The plot itself is relatively simplistic, and also owes a subtle debt to the series’ past, but it is presented with a confidence and style that owes more to a blockbuster movie than a homegrown Saturday teatime TV series.

Sumptuous period vistas, breathtaking monsters and heart-pumping action sequences are all there in good supply, but the 75 minute length also gives the story room to breathe, and the moments of quiet character reflection are some of the strongest we’ve seen in the revived show. Perhaps there’s an argument for longer stories in the future, instead of the done-in-45-minutes format we’ve had in recent years.

And perhaps most refreshingly, given his tendency for convoluted timey-wimey plots, this is Steven Moffat at his most straightforward, offering a story which isn’t too clever for its own good, but instead focuses on the logical development of the narrative and motivations of his characters.
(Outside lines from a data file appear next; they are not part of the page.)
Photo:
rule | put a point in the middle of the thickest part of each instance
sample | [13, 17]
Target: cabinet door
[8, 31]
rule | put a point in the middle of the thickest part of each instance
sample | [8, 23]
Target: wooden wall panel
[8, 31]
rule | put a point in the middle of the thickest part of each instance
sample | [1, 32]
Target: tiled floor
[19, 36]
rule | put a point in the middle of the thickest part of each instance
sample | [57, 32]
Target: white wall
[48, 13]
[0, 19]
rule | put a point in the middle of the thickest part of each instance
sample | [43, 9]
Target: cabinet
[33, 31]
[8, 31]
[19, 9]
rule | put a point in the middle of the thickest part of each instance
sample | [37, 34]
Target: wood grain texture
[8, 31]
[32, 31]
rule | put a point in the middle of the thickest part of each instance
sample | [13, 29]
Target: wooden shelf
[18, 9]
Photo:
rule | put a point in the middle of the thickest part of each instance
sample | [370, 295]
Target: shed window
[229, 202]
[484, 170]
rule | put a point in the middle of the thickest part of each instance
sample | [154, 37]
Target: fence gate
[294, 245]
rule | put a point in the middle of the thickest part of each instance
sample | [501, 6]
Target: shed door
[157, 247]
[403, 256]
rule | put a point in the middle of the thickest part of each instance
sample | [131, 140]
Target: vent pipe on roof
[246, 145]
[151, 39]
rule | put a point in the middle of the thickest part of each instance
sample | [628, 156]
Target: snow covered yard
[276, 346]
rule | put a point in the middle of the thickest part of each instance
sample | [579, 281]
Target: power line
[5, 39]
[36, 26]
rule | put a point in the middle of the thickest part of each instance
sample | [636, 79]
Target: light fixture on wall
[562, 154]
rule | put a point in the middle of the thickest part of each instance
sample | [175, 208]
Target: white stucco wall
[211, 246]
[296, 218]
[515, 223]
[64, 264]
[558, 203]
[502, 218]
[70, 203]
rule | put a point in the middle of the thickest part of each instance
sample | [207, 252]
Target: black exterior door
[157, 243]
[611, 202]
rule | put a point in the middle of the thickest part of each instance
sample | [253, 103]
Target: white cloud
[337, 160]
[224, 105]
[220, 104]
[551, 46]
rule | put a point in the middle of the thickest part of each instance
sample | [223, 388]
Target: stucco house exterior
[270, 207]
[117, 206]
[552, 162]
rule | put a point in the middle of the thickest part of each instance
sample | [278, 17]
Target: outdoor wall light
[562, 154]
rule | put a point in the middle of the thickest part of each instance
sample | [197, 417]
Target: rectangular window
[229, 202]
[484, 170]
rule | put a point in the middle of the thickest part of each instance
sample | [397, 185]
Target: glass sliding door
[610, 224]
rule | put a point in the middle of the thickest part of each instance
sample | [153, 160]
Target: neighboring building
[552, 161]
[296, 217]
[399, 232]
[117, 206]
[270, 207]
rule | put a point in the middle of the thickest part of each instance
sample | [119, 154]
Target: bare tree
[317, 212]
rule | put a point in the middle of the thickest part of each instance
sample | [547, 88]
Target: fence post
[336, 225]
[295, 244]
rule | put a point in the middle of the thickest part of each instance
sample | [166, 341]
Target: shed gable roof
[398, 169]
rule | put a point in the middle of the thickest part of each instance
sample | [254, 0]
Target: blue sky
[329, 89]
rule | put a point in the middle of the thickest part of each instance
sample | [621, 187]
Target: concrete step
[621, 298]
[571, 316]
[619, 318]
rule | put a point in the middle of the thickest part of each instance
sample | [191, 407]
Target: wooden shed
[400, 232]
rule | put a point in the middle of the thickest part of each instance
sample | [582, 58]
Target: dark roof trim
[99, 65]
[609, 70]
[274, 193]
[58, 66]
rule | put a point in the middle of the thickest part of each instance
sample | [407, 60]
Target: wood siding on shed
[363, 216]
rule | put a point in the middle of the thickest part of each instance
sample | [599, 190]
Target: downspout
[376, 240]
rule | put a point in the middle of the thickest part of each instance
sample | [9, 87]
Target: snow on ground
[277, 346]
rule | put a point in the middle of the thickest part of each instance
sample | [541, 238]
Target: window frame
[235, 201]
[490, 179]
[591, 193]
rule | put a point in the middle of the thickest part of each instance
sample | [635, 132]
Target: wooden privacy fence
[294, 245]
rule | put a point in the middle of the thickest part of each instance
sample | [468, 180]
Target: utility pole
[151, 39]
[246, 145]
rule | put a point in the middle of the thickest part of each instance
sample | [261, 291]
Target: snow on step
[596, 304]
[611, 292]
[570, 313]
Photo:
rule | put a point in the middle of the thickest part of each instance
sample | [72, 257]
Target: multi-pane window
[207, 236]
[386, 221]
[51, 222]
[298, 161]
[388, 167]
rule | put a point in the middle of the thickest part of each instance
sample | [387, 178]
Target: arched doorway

Perhaps it’s that this is his second new Doctor, and having found his feet in introducing the Eleventh, is prepared to stretch his creative muscles in developing the Twelfth. It’s certainly a very different approach to that afforded Matt Smith in his debut, and suggests there’s more to Capaldi’s Time Lord than first meets the eye.

• This world premiere of the new episode took place before a sell-out audience in Cardiff, with Capaldi, Coleman and Moffat on hand to provide introductions and appear in a Q&A panel afterwards. The new series begins on BBC One on August 23.